Joined-up thinking across government and academia is needed to deal with complex environmental risks

Complex risks to human health and wellbeing have been neglected by governments and NGOs because of a failure to appreciate the complex nature of environmental risks, a new report.

It suggests that a more comprehensive system of risk management should be introduced to deal with environmental risks – considered by the UN and World Economic Forum to be among the greatest threats to human life and livelihoods. 

Professor Tom Oliver, the project lead from the University of Reading, said: “The air we breathe, the food we eat, and our ability to withstand disease are fundamental human needs, but we are failing to protect these from multiple known and unforeseen threats.

“Standard risk management techniques don’t work well to show where the weak points are in our resilience to such complex risks.” 

Problems like air pollution, food insecurity and zoonotic (animal-borne) disease are complex and systemic risks. They are environmental in nature, but influenced by multiple political, economic, social, technological and legal factors. 

Interconnected world

These systemic risks are becoming more severe in an increasingly interconnected world, especially as the global environment becomes more degraded. However, they tend to be neglected due to their complexity and the very broad expertise needed to understand them.

The research involved the universities of York, Reading and Surrey and Defra, and was funded by the UKRI Natural Environment Research Council.

The project involved three case studies: air quality, biosecurity and food security.

  1. Air quality: The air quality case study considered aspects like the emergence of novel chemical pollutants, unexpected issues arising from the uptake of electric vehicles, climate change and altered work patterns due to the pandemic. 

    Dr Sarah Moller, a co-investigator from the University of York said: “The method used in this work was a new approach that really captured the interest of our participants. We had people involved from multiple disciplines who approach the issue of air pollution from different perspectives, and it was really interesting to see how this impacted their perception of the identified risk pathways.

    “This led to some insightful discussions of those pathways and the potential interventions and watchpoints.”

  2. Biosecurity: The biosecurity case study considered the emergence of zoonotic (animal-borne) diseases, exploring aspects ranging from bioterrorism to how the melting of permafrosts under climate change can release anthrax spores.

    Professor Ian Jones and Dr Matt Greenwell were co-investigators from the University of Reading. Professor Jones said: “While a pandemic index would be valuable to get ahead of emerging disease, it has been very difficult to generate with any certainty.

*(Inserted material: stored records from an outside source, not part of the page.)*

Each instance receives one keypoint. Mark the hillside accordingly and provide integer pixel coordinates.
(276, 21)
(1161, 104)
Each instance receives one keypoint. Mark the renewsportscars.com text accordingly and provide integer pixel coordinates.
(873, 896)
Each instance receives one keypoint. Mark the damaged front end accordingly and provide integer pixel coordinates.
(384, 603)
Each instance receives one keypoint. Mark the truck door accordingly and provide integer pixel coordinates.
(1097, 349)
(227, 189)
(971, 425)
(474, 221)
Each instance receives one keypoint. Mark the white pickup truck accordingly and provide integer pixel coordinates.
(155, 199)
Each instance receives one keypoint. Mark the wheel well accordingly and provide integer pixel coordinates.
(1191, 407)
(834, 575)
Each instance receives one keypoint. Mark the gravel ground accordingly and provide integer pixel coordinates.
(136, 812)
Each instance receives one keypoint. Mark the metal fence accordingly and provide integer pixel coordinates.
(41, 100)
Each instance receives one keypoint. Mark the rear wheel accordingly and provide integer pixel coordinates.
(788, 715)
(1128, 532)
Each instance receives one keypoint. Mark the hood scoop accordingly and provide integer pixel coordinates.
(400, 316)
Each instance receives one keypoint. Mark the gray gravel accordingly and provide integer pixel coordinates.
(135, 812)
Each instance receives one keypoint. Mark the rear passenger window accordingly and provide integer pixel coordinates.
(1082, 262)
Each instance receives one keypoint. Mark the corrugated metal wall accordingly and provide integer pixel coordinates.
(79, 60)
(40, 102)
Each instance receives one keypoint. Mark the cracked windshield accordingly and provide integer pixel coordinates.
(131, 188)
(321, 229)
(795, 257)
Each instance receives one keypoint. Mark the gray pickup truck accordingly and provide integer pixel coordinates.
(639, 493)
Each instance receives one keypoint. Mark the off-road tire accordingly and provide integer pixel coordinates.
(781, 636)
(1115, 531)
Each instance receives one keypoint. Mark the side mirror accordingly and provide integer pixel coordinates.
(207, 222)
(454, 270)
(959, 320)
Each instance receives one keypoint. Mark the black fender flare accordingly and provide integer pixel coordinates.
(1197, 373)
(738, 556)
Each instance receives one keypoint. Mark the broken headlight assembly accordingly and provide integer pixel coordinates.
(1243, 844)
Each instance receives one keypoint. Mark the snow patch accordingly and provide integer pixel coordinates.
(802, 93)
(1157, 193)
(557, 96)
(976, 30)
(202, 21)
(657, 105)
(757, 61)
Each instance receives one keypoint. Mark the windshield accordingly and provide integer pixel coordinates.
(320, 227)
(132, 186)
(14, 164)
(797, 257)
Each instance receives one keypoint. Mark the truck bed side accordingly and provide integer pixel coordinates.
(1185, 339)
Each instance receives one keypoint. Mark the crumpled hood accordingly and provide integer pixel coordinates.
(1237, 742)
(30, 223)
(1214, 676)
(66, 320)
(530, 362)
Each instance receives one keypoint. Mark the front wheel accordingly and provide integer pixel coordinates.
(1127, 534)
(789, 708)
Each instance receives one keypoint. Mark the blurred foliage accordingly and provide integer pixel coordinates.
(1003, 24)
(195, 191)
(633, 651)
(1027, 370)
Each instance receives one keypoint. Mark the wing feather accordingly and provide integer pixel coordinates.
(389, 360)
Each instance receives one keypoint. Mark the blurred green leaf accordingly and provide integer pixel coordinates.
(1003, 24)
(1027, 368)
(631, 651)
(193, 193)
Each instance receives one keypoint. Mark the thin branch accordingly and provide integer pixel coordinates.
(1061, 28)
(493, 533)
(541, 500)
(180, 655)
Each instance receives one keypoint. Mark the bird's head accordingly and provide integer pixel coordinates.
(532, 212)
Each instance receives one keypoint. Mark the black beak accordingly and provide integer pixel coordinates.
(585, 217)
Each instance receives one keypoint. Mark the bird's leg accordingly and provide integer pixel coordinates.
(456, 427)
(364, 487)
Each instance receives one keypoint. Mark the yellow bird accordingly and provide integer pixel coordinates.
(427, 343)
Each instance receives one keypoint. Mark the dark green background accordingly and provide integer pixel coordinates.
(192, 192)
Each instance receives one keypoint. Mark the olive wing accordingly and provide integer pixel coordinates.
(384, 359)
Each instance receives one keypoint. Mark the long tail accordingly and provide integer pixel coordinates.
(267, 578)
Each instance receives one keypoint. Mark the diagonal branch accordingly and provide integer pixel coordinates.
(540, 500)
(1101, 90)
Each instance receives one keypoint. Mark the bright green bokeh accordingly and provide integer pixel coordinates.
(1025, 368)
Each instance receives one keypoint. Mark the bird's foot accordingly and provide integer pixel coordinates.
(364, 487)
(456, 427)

    ”What our studies suggest is we need to refocus and consider a network of factors whose contribution as a whole tip the balance towards crisis.”
  3. Food security: The food security case study looked at some of the root causes that hamper access to sustainable nutritious food. Issues such as labour shortages featured, but also deeper causes such as climate change and land use conversion.

    Professor Bob Doherty, a co-investigator from the University of York, said: “The participatory approach using people working across the food system allowed us to identify a series of interconnected risks from trade, food banking to soil health impacting on food security.

    “For example, COVID-19 has shown the vulnerability of our increasing reliance on food banks largely staffed by elderly volunteers. This allowed the team to identify Interventions to tackle systemic poverty and associated dietary ill health.”

Pollution impact

All these risks also interact with each other. The COVID-19 pandemic has shown how impacts of an airborne disease can be exacerbated by long term air pollution, driving lower respiratory health, as well as how global food supply chains can been disrupted. 

Professor Nigel Gilbert, a co-investigator from the University of Surrey and Director of the ESRC Centre for the Evaluation of Complexity Across the Nexus (CECAN), said: “The pandemic has shown how one threat can spread across many areas of life and how policies to mitigate the risks need to consider their side effects and unintended consequences.”

Professor Oliver added: “A positive result of this project, involving over 50 diverse experts across academia, business, third sector and government, is the identification of interventions that can reduce multiple types of risk, killing several birds with the same stone, as the saying goes.” 

An example from the report is how improving ventilation in buildings can reduce exposure to indoor toxic chemicals as well as to airborne pathogens like COVID-19.

Another example is how reducing unsustainable consumption, such as behavioural choices to eat less red meat, can help reduce emissions to air and ecosystem degradation, improving food security and reducing risk of emergence of new animal-borne diseases like COVID-19.

“These types of intervention to reduce multiple risks are often neglected due to the siloed nature of our government and university departments,” said Professor Oliver. “Efforts for more joined-up thinking across government and academia are essential.”